Independence plans to enhance a number of the busiest bus stops in the city next year, thanks to funds from the Mid-America Regional Council.
MARC awarded the city $150,000 in Surface Transportation Program grant funds, to be used for concrete bus pads at existing IndeBus stops and some ADA ramps and sidewalk accessibility.
“We're adding concrete pads so people are not waiting in the dirt, and in some places we have to add sidewalk or add a ramp to make it ADA compliant, based on slope and accessibility,” said Tom Scannell, community development director.
“It's not a lot (of money), but it's something we think we can do some good with.”
City staff consulted with First Transit – which operates IndeBus – and the Kansas City Area Transportation Authority and to help identify bus stops with high numbers of passengers boarding and deboarding. From there, the staff figured up to 20 stops that can be enhanced, some of them in conjunction with future planned sidewalk-and-curb projects along sections of U.S. 24 and U.S. 40.
The locations, some of which have bus stops on both sides of a street, run mostly along four main corridors in Independence – 23rd Street, Noland Road, U.S. 24 and U.S. 40.
On 23rd Street:
• Scott Avenue by Aldi (both sides)
• Dodgion by QuikTrip, just east of Noland (both sides)

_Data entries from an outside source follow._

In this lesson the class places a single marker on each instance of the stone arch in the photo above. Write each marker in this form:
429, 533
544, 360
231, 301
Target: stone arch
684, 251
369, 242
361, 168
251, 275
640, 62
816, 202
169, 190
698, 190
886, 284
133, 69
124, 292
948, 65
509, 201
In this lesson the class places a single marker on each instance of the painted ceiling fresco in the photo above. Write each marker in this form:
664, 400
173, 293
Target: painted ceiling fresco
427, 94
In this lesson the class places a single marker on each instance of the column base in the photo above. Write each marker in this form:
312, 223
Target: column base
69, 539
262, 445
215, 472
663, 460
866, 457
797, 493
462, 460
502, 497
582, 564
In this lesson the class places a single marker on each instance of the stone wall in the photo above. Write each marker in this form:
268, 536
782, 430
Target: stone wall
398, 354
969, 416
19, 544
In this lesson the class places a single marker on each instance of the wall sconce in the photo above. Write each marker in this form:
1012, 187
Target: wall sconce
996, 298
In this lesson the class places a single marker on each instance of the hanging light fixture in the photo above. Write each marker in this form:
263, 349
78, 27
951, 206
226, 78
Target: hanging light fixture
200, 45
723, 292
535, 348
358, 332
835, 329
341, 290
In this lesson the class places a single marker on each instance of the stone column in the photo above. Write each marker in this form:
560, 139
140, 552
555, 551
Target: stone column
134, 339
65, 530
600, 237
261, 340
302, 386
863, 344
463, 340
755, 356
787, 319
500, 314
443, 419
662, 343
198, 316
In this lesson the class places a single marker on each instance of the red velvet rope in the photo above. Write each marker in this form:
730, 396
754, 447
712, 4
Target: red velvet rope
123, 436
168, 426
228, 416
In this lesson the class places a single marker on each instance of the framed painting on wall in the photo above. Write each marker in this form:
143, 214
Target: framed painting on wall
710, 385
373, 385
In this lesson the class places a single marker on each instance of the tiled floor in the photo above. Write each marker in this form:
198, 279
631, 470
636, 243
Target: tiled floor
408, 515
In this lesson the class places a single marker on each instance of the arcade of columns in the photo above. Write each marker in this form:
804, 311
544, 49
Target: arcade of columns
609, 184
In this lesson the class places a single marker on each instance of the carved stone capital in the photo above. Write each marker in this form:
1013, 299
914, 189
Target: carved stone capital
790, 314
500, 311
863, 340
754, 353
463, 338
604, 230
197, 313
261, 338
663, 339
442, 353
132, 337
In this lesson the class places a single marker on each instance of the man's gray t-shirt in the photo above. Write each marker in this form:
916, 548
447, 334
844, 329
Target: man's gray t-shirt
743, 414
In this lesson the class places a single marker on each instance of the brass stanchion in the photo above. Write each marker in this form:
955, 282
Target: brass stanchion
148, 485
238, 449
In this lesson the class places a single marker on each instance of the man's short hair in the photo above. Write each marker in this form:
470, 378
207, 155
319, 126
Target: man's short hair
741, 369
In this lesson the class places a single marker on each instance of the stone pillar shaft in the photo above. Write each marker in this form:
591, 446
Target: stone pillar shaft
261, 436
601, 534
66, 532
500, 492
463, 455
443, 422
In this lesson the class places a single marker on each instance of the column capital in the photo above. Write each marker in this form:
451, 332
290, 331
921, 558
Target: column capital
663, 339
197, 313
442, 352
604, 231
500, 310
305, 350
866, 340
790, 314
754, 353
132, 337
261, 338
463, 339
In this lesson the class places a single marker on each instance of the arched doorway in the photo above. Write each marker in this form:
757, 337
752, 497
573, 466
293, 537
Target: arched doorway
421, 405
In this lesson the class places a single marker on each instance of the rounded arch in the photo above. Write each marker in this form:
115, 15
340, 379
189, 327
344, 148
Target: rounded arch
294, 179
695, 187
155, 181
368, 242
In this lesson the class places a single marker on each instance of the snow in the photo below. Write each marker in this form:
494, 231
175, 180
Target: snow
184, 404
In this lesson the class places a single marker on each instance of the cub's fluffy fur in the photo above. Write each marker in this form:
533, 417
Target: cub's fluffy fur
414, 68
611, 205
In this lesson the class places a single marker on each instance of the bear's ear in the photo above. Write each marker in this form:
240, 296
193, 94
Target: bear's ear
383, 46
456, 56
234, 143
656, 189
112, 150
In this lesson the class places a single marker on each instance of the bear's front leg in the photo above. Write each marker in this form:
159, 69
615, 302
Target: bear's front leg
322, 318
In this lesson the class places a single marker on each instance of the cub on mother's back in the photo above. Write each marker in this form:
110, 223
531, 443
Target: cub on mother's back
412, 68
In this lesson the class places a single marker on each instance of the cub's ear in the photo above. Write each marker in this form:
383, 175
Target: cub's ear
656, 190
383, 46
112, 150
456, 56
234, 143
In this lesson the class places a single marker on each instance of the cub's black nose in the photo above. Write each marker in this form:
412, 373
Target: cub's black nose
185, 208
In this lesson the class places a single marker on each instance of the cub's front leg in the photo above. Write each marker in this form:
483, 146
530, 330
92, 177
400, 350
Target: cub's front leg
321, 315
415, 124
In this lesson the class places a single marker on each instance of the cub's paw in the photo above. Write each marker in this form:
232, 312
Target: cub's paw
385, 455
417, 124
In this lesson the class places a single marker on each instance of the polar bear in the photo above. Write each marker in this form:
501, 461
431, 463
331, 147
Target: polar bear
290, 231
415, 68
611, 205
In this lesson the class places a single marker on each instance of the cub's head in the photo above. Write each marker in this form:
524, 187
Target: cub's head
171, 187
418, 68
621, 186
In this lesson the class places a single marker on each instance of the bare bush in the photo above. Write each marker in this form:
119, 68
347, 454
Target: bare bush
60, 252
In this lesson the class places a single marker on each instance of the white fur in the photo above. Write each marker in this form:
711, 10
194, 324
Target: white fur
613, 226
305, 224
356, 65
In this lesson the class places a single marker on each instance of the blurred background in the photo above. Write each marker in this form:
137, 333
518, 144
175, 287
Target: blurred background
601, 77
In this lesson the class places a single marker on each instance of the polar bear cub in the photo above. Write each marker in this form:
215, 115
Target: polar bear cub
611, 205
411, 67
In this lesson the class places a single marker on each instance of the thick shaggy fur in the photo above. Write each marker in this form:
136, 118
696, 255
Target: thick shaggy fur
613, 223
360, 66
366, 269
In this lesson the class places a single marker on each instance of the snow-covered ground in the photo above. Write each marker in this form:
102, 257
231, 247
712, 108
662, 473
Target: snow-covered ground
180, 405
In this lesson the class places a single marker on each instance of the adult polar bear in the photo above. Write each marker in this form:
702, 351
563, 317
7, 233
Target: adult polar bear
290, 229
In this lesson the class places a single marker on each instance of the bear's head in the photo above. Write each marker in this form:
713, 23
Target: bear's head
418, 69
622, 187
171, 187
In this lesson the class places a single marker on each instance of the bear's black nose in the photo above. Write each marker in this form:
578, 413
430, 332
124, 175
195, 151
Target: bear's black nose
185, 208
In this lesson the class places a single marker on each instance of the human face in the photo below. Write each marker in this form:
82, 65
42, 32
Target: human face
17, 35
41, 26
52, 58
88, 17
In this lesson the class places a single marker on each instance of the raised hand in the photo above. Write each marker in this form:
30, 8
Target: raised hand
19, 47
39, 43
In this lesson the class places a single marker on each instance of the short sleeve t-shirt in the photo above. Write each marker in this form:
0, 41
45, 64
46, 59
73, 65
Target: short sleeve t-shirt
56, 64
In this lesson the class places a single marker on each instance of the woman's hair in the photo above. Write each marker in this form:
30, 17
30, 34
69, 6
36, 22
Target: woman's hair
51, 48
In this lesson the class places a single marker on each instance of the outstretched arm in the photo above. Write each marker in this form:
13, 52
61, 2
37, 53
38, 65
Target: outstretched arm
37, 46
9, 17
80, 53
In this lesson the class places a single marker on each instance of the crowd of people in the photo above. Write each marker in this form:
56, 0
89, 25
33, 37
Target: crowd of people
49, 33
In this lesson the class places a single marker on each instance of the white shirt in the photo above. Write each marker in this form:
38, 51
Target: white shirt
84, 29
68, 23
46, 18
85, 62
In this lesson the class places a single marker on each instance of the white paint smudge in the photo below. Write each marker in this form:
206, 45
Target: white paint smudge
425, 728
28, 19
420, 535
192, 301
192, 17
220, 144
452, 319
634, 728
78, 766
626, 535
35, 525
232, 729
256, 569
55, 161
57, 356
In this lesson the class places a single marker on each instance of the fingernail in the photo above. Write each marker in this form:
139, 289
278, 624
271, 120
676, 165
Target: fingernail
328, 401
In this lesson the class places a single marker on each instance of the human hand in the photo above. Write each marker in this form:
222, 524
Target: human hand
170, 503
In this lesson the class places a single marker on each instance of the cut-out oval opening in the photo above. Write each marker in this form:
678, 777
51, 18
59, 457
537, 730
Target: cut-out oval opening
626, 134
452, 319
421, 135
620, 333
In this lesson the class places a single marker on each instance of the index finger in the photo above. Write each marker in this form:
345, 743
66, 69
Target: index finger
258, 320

• Lee's Summit Road (northeast corner)
• Swope Drive by Comprehensive Mental Health (both sides)
On Noland Road:
• 35th Street by Walmart Neighborhood Market
• Partridge Avenue (east side)
On U.S. 24:
• Spring Street in front of Mid-Continent Public Library (both sides)
• River Boulevard (both sides)
• Lee's Summit Road (south side)
On U.S. 40
• West of Crysler Avenue (south side)
• Blue Ridge Boulevard (north side)
Other stops to be enhanced:
• Pleasant Street south of Kansas Avenue by Pleasant Heights (both sides)
• Cedar and Lexington avenues by Fairmount Community Center
• 39th Street and Bolger Road by Wal-Mart
City staff will work with First Transit to cull some feedback from riders, Scannell said, making use of the fact that drivers have developed a rapport with some regular riders. Scannell said the city will be working with KCATA, the Missouri Department of Transportation and Federal Transit Administration through the fall during the design and review process, with construction slated for the spring of 2018.